Minister of State Minister of Agriculture
- In office 9 February 2011 – 17 October 2011

Minister of Interior
- In office 2003-2003 with Ali Abu Ragheb – 2003-2005 with Faisal AlFayez

Senator
- In office 2001-2003/ – 2005-2008

Minister of Culture
- In office 1995–1996

Personal details
- Born: November 5, 1951 (age 74) Bethlehem
- Alma mater: Baghdad University (BSc 1974)
- Profession: Minister (government)

= Samir Habashneh =

Jordanian politician (born 1951)

Samir Habashneh (born 1951) is a Jordanian politician. Previously he had served as the Minister of State, Minister of Agriculture for Jordan and Minister of the Interior.

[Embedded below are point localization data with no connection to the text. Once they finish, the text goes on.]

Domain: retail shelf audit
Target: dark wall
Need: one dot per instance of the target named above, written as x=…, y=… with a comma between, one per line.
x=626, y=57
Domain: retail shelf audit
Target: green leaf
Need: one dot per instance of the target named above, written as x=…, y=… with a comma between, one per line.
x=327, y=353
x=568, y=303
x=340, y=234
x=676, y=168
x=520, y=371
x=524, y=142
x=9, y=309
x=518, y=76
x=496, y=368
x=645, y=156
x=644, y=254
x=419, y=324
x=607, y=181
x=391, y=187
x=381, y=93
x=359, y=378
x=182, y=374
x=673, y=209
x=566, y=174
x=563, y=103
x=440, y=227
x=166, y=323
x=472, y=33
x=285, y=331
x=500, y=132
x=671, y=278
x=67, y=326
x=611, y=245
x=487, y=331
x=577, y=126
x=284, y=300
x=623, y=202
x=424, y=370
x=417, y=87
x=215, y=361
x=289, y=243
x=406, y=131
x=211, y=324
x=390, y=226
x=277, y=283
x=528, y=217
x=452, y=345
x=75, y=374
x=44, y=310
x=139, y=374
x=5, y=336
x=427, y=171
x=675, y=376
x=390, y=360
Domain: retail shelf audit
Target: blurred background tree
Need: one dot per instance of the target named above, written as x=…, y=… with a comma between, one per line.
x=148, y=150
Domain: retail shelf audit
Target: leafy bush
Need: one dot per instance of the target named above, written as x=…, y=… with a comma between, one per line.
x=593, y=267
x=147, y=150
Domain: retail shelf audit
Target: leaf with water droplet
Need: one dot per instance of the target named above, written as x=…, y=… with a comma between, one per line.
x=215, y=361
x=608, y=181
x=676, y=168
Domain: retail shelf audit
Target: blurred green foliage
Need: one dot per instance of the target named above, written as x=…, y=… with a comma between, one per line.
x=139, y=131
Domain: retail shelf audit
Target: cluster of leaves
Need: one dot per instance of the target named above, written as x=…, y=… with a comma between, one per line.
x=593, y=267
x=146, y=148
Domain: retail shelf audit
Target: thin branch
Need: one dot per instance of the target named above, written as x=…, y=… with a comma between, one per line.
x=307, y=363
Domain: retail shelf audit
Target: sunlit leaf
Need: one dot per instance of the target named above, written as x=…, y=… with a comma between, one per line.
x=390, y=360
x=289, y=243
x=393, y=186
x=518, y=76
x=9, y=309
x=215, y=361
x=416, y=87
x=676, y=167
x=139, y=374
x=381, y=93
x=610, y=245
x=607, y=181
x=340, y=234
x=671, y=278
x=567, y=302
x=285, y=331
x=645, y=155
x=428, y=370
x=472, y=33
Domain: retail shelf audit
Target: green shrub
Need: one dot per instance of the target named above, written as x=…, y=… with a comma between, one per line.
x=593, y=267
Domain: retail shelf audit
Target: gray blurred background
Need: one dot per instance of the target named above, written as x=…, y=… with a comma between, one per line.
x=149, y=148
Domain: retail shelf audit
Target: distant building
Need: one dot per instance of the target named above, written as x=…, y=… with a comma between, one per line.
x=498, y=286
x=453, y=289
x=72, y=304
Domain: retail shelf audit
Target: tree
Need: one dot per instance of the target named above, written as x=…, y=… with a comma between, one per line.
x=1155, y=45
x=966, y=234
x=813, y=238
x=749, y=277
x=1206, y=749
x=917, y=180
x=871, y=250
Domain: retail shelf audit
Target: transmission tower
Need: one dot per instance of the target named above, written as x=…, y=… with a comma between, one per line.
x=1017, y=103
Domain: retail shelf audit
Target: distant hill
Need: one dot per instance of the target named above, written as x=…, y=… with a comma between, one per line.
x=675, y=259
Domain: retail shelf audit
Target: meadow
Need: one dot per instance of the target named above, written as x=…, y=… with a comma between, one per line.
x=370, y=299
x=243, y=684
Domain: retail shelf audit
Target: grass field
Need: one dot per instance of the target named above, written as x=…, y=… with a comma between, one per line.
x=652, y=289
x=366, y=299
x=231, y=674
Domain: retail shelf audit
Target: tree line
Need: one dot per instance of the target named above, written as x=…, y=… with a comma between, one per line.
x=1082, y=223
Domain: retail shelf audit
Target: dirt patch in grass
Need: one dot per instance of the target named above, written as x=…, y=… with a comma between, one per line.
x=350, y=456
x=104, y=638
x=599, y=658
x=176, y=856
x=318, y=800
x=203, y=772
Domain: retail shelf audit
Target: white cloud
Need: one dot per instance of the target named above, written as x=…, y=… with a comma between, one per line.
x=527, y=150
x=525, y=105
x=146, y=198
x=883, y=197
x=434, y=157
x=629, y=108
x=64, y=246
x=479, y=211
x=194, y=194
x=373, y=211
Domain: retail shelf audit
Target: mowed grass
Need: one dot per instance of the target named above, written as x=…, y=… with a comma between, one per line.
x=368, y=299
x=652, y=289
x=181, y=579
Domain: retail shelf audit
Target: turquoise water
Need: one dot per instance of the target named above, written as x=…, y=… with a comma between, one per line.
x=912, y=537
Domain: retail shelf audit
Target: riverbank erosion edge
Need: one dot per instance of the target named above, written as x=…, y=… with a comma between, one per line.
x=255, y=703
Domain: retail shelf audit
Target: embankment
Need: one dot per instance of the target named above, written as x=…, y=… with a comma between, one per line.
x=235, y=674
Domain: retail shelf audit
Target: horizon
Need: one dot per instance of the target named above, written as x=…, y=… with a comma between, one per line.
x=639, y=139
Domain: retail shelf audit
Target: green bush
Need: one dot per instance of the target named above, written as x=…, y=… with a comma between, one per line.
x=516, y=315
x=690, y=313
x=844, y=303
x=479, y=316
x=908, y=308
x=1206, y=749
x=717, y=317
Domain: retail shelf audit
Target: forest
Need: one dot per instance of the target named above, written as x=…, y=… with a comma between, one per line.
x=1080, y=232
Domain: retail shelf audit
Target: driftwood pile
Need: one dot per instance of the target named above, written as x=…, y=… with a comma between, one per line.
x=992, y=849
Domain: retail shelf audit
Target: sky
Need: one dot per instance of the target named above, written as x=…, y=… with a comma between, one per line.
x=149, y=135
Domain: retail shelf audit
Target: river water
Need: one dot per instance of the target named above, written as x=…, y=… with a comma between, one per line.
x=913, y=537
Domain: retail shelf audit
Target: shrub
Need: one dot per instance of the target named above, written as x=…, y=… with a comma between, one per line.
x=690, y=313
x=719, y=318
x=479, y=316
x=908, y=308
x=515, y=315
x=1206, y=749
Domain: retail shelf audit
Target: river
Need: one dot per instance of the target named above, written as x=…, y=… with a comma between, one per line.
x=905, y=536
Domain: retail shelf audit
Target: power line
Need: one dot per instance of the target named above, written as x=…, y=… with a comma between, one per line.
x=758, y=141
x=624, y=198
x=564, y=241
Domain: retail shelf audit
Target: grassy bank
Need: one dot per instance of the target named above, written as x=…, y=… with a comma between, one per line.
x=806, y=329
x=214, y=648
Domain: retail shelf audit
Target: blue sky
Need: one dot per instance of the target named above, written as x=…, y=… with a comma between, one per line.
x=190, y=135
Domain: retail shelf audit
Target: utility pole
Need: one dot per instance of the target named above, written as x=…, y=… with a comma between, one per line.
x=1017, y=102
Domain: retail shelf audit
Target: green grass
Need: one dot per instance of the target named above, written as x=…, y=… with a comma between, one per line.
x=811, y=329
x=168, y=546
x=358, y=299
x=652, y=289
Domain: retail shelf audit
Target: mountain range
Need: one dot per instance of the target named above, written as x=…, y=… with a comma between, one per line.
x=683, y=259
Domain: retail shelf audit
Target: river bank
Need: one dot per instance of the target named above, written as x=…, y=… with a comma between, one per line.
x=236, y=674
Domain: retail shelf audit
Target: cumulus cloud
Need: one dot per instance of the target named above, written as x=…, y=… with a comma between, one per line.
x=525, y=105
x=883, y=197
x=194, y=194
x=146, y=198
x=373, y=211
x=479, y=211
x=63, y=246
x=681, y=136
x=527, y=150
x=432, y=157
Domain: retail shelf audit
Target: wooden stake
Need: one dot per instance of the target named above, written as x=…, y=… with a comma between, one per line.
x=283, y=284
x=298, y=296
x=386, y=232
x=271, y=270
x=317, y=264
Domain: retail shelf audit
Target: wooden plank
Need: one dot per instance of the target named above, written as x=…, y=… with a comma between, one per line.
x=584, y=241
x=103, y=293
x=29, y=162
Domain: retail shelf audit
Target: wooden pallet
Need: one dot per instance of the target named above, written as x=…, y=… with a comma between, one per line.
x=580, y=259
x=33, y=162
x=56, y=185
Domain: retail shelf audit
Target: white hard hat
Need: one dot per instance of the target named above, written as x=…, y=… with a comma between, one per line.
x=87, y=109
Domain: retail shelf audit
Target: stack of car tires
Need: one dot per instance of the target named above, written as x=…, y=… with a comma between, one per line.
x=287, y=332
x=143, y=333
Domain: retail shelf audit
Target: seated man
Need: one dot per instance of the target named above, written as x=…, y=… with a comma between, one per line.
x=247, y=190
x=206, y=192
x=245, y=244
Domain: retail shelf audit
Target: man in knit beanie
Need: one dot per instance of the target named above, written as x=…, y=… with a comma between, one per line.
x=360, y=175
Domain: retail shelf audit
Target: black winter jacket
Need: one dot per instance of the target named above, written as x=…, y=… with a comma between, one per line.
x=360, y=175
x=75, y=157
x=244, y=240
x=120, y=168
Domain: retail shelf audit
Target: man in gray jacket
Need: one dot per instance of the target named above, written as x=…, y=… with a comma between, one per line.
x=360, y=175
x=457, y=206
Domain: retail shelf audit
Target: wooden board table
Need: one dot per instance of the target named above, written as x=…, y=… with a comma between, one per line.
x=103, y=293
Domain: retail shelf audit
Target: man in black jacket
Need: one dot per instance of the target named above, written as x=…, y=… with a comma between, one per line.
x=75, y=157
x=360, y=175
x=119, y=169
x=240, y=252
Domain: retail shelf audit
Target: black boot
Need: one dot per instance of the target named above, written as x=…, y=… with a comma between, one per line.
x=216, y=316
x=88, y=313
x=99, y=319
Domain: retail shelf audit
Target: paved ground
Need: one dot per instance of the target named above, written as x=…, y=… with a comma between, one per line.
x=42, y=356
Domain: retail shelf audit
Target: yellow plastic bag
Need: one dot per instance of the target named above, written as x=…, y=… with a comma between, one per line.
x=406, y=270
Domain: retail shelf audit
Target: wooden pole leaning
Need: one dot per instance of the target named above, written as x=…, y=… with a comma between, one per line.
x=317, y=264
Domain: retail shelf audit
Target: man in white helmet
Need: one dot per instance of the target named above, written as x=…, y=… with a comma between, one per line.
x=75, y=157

Born in 1951, Habashneh earned his BSc in agricultural engineering from Baghdad University in 1974. He worked in the Agricultural Cooperative Society and then as a consultant at the Ministry of Youth in 1992. In 1993, he became a deputy in Parliament, representing the southern Governorate of Karak. He was appointed Minister of Culture in 1995 and became a senator in 2001. He was a member of the Jordan First Committee and a member in the Jordanian Parties Committee. He was the Minister of the Interior until April 2005., Between 9 February 2011 and 17 October 2011, he had served as Minister of Agriculture.